Penguin Cafe: The Imperfect Sea
Erased Tapes

The Imperfect Sea is the second album from Penguin Cafe, which Arthur Jeffes established in 2009 to perform the much-admired music of his father Simon, whose 1997 death brought the celebrated Penguin Cafe Orchestra to a close. Eight years on from its founding, Penguin Cafe has developed into a legitimate artistic entity in its own right, one that builds on the earlier group's orchestral pop with additional instruments and influences. Under Arthur's guiding hand, Penguin Cafe enriches its presentation with strings, piano, harmonium, ukulele, celesta, kalimba, and more, and on this album pairs originals with Kraftwerk (“Franz Schubert”) and Simian Mobile Disco (“Wheels Within Wheels”) covers and a piano-centric re-work of Simon Jeffes' “Now Nothing.”

Among the distinguishing qualities of The Imperfect Sea is its all-acoustic sound; in Arthur's own words, “The idea was to create a musical world that would feel familiar to an audience more used to dance records but stay true to our own values. So we replaced electronic layers with real instruments: pads with real string sections, synths with heavily effected pianos, and atmospheric analogue drones with real feedback loops ringing through a stone and a piano soundboard.” In a typical Penguin Cafe arrangement, layers of keyboards, strings, and percussion are woven into intricate wholes whose parts interlock like cogs in a machine. Adding to the sound produced by the group's string players, the City of Prague Philharmonic's strings appear on two pieces.

The opening pieces are arguably the album's best, especially when both are elevated by the collective's kinetic propulsion and the orchestral quality its string players bring to the material. Buoyed by a breezy, motorik groove and a swinging double bass pulse, “Ricercar” starts things off splendidly with generous doses of percussion adding rhythmic colour and force to a performance that's reinforced by a multi-tiered combination of piano and strings. As strong is “Cantorum,” which is similarly driven by insistently sawing strings and a forcefully swinging feel. As a bright ping accents the song in exactly the right places, the composition proves a beautiful showcase for the group's string section, with violinists Darren Berry and Oli Langford, violist Vincent Greene, and cellist Rebecca Waterworth voicing Jeffes' eloquent melodies with grace and sensitivity.

As beneficial to the set-list as contrast is, the momentum that's so appealingly generated by the opening pair diminishes in the tracks immediately following. Fundamentally an ambient-drone meditation, “Control 1 (Interlude)” is as elaborate in its arrangement as the first two yet static, and while wonderfully realized is at seven minutes probably twice as long as this particular interlude should be. “Franz Schubert” receives a credible makeover that clothes Kraftwerk's classic in Penguin Cafe garb. Without sacrificing any of the original's charm, the cover sparkles in an acoustic arrangement that sees Arthur's dulcitone, celesta, and harmonium playing sweetened by strings and percussion. Thankfully, the momentum revives with the arrival of “Protection,” a beautiful example of the group's command of a rustic pastoral-folk style, and reasserts itself when “Wheels Within Wheels” brings the album to a dramatic close three songs later.

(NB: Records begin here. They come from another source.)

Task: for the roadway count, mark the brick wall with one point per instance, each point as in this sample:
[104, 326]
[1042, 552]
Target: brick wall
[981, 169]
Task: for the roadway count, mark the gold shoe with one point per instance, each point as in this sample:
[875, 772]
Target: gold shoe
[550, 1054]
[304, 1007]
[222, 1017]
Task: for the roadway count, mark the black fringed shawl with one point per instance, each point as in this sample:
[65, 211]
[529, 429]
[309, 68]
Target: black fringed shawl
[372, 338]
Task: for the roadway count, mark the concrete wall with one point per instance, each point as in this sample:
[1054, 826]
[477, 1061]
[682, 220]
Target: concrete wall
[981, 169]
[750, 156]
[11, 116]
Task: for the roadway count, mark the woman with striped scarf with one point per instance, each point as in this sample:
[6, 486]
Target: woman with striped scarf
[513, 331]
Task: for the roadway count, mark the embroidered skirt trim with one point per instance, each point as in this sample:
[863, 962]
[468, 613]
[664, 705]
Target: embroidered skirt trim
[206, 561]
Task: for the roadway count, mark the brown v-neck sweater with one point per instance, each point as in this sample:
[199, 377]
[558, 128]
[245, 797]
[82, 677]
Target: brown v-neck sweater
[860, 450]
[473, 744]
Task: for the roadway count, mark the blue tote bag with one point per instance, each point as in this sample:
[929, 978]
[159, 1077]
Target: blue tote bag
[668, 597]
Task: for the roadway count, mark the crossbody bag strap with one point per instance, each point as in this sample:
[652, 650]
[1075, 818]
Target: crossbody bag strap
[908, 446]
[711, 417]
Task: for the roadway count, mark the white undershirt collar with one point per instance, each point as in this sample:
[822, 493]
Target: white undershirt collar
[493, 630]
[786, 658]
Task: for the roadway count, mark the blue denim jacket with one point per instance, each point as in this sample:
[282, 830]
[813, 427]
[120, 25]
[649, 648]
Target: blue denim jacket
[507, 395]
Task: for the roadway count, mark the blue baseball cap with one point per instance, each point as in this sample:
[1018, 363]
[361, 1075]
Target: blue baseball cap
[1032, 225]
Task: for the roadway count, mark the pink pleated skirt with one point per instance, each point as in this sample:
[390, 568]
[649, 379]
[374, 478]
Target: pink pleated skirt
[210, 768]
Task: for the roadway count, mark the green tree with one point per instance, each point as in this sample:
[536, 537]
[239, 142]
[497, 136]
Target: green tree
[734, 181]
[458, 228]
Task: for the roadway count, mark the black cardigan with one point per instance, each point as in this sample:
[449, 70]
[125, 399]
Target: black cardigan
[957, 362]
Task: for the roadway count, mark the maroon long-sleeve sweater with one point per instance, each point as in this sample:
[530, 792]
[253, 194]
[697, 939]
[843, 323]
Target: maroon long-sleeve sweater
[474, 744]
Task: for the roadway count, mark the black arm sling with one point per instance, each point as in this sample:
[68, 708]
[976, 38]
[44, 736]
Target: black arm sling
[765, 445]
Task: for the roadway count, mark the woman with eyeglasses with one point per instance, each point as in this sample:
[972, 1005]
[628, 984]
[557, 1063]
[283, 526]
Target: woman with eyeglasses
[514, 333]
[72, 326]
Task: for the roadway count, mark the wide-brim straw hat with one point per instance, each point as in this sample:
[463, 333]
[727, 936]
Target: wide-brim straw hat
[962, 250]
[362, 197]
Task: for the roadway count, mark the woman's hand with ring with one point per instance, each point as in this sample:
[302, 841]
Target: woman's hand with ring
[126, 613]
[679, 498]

The twelve-year gap separating the end of the original outfit and the founding of the new one works in Arthur's favour: with enough time having elapsed between them, the likelihood of listeners comparing the groups' respective sounds is modest at best, yet at the same time the brand recognition of the Penguin Cafe Orchestra remains so strong it can't help but benefit the updated version. That being said, there's nothing about The Imperfect Sea that suggests Arthur and company are trading off the association; while it might itself be imperfect, the nine-song collection speaks credibly on behalf of the new model.